Serial block-face scanning electron microscopy

What is SBF-SEM?

Serial block-face scanning electron microscopy (SBF-SEM) is an imaging technique that generates 3D views of whole cells and tissue regions at higher resolutions than those achieved by light microscopy. It produces images of the internal ultrastructure of cells and tissues similar to those of transmission electron microscopy (albeit at slightly lower resolution), with the advantage of generating 3D datasets by serial imaging of the same area. 

The combination of electron microscopy resolution and serial imaging means that SBF-SEM allows us to see small details of the tissue/cell ultrastructure, while at the same time being able to place the ultrastructural detail in the broader 3D context of the cell and tissue architecture.

Given their 3D nature, SBF-SEM datasets can be used to produce 3D models of whole cells, organelles and other cellular structures.

How does SBF-SEM work?

In SBF-SEM, a piece of tissue or cell pellet embedded in plastic resin is placed inside a special imaging chamber called 3View (see video), which is fitted to a high-resolution scanning electron microscope. The face of the block is imaged by SEM, and then an ultrathin slice of the block face is removed while the block remains inside the microscope. The newly exposed block face is then imaged. This process is repeated hundreds of times to produce consecutive images of the sample, which are then combined into an image series referred to as a '3D volume'.

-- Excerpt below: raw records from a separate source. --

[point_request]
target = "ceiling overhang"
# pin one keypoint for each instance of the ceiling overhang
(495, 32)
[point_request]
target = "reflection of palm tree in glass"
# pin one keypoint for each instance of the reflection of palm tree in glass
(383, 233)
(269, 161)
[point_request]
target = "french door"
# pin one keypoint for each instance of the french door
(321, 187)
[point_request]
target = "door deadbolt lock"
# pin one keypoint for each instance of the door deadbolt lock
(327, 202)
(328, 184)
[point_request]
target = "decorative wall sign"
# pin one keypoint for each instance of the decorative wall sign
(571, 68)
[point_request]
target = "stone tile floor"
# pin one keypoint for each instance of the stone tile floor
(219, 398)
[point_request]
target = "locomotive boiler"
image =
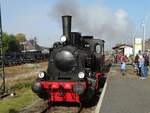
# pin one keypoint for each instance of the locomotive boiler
(75, 68)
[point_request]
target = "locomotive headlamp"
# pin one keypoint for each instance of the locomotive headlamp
(81, 75)
(63, 38)
(41, 75)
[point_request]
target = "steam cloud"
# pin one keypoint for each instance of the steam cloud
(95, 19)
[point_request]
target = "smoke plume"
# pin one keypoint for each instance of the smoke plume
(95, 19)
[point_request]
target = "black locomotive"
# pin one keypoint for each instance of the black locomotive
(75, 68)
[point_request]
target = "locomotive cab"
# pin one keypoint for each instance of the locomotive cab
(74, 68)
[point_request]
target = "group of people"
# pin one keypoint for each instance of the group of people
(141, 64)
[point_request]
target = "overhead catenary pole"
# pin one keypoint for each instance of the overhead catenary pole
(144, 34)
(2, 87)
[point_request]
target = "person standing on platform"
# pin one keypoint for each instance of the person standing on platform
(146, 64)
(123, 67)
(141, 67)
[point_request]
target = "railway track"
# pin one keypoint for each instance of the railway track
(41, 106)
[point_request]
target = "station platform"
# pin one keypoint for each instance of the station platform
(126, 94)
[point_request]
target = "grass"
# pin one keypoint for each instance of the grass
(14, 104)
(25, 68)
(21, 85)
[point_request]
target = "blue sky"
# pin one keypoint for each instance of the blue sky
(31, 17)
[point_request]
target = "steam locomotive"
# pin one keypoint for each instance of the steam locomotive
(75, 69)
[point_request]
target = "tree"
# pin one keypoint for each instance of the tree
(20, 37)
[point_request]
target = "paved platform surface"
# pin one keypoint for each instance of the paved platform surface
(126, 94)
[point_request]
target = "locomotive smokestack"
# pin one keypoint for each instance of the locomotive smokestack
(66, 22)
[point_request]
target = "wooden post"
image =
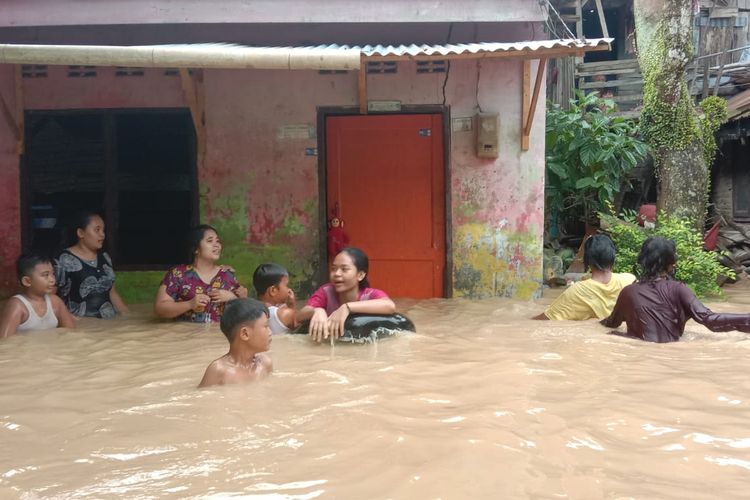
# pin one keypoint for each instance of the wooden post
(20, 124)
(722, 62)
(196, 112)
(706, 72)
(537, 89)
(602, 21)
(362, 86)
(529, 108)
(525, 103)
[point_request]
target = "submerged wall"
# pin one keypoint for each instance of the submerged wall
(260, 188)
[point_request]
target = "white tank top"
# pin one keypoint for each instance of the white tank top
(274, 323)
(36, 322)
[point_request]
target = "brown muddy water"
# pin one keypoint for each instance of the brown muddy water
(481, 403)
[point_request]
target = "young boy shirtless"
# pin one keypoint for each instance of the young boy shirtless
(37, 307)
(271, 282)
(245, 324)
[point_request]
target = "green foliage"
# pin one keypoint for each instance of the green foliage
(714, 115)
(697, 268)
(589, 152)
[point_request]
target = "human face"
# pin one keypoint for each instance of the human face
(41, 281)
(92, 237)
(344, 275)
(259, 334)
(210, 247)
(279, 293)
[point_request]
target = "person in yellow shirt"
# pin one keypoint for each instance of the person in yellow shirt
(594, 297)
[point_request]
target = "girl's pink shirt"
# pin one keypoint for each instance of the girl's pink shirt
(325, 297)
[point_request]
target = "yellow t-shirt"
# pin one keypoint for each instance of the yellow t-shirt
(589, 299)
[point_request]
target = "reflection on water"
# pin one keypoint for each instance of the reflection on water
(481, 403)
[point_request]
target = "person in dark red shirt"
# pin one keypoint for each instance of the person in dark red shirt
(656, 307)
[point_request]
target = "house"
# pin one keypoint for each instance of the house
(416, 123)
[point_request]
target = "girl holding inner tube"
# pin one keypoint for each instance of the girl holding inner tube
(347, 292)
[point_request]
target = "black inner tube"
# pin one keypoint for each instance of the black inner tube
(365, 328)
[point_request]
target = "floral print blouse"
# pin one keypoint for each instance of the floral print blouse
(183, 283)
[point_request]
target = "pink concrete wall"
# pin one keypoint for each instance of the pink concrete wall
(261, 190)
(88, 12)
(10, 228)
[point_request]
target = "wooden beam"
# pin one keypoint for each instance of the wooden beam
(525, 104)
(20, 124)
(602, 21)
(534, 98)
(362, 86)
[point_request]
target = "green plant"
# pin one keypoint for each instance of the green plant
(697, 268)
(588, 154)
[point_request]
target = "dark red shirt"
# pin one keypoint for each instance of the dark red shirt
(658, 310)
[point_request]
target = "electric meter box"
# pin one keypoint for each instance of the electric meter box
(488, 135)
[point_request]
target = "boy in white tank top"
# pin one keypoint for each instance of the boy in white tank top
(37, 307)
(271, 283)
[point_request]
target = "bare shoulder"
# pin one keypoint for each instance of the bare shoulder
(266, 362)
(287, 316)
(57, 302)
(214, 374)
(15, 308)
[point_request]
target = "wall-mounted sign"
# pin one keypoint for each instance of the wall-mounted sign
(383, 106)
(302, 131)
(462, 124)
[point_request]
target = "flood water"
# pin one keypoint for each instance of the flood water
(481, 403)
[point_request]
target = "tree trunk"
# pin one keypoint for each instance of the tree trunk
(669, 120)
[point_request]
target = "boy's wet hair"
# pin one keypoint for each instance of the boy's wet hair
(239, 312)
(655, 257)
(27, 262)
(266, 276)
(361, 262)
(599, 253)
(195, 236)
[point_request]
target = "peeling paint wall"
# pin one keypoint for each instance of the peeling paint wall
(10, 227)
(260, 189)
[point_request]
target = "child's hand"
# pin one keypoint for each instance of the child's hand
(319, 325)
(336, 321)
(221, 295)
(291, 301)
(199, 302)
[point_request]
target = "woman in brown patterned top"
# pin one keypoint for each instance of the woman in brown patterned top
(656, 307)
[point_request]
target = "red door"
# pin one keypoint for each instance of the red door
(386, 178)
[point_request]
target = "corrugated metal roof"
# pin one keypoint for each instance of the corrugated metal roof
(217, 55)
(478, 48)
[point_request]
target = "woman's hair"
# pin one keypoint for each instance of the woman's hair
(80, 220)
(599, 253)
(195, 236)
(361, 262)
(657, 254)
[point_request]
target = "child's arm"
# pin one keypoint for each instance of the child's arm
(318, 321)
(214, 375)
(117, 301)
(12, 317)
(64, 317)
(288, 317)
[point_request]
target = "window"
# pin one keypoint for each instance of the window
(741, 180)
(135, 167)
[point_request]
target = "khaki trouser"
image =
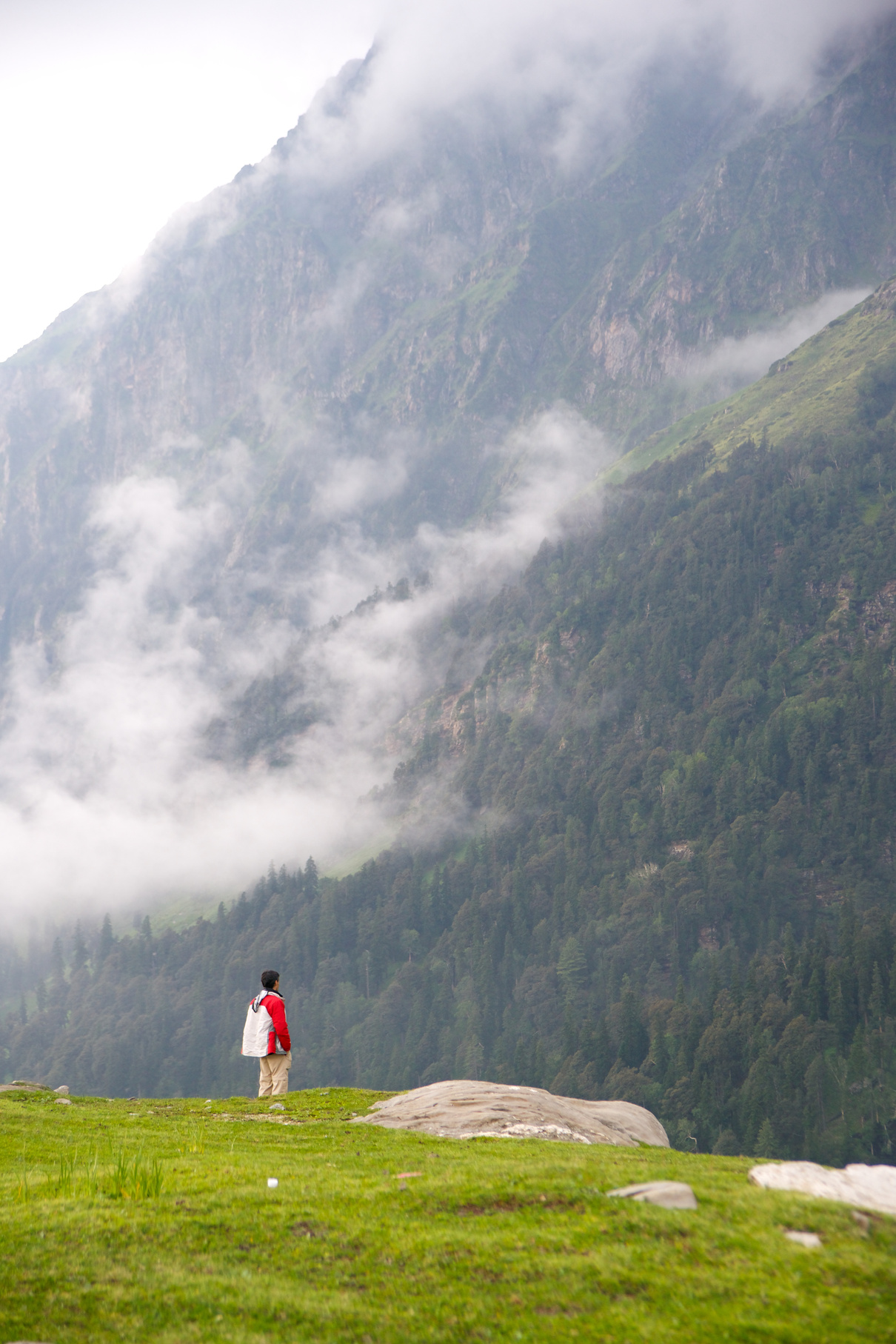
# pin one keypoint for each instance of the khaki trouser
(274, 1074)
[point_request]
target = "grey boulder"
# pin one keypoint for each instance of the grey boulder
(472, 1109)
(866, 1187)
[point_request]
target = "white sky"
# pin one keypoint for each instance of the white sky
(113, 115)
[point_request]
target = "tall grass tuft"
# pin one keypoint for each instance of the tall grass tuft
(133, 1177)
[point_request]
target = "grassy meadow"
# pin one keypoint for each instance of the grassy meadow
(153, 1220)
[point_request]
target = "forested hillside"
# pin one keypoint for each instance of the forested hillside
(680, 772)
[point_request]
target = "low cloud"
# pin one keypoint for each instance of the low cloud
(739, 361)
(109, 795)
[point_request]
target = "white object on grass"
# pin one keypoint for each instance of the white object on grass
(666, 1194)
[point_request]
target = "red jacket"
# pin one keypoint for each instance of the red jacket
(277, 1009)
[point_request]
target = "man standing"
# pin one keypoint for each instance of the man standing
(267, 1037)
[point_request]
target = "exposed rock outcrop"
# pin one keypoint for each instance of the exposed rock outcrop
(866, 1187)
(469, 1109)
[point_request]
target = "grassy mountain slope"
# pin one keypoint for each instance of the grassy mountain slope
(680, 761)
(812, 392)
(435, 295)
(487, 1240)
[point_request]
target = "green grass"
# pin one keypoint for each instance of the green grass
(815, 392)
(153, 1220)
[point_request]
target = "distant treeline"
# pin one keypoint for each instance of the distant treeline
(689, 727)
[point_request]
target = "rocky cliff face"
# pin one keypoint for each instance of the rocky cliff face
(410, 307)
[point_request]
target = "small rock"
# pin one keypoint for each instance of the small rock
(810, 1240)
(665, 1194)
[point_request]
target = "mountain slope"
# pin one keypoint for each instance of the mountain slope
(679, 760)
(812, 392)
(407, 308)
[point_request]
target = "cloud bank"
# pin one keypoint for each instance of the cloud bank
(109, 792)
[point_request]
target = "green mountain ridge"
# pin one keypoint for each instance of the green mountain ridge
(679, 768)
(815, 390)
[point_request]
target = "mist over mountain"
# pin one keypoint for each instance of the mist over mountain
(255, 492)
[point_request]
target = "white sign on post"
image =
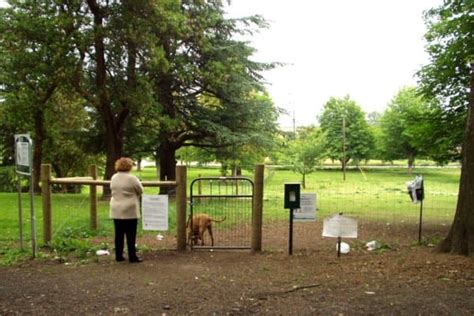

Although samples embedded in resin for transmission electron microscopy (TEM) can often be imaged by SBF-SEM, the best SBF-SEM datasets are produced using samples prepared especially for this technique, with protocols designed to enhance sample contrast before embedding. SBF-SEM is performed in very sensitive and complex equipment that is operated exclusively by highly trained staff and selected users with solid electron microscopy experience. 


What tissues or cells can be imaged by SBFSEM?

Most biological samples that can be fixed and then embedded in plastic resin can be imaged by SBF-SEM.

At the Centre for Bioimaging, we have produced SBF-SEM data from a variety of biological samples, including mammalian cells and tissues, worms, unicellular parasites (such as Plasmodium, trypanosomes and Leishmania), ctenophores, plant tissue and bacteria.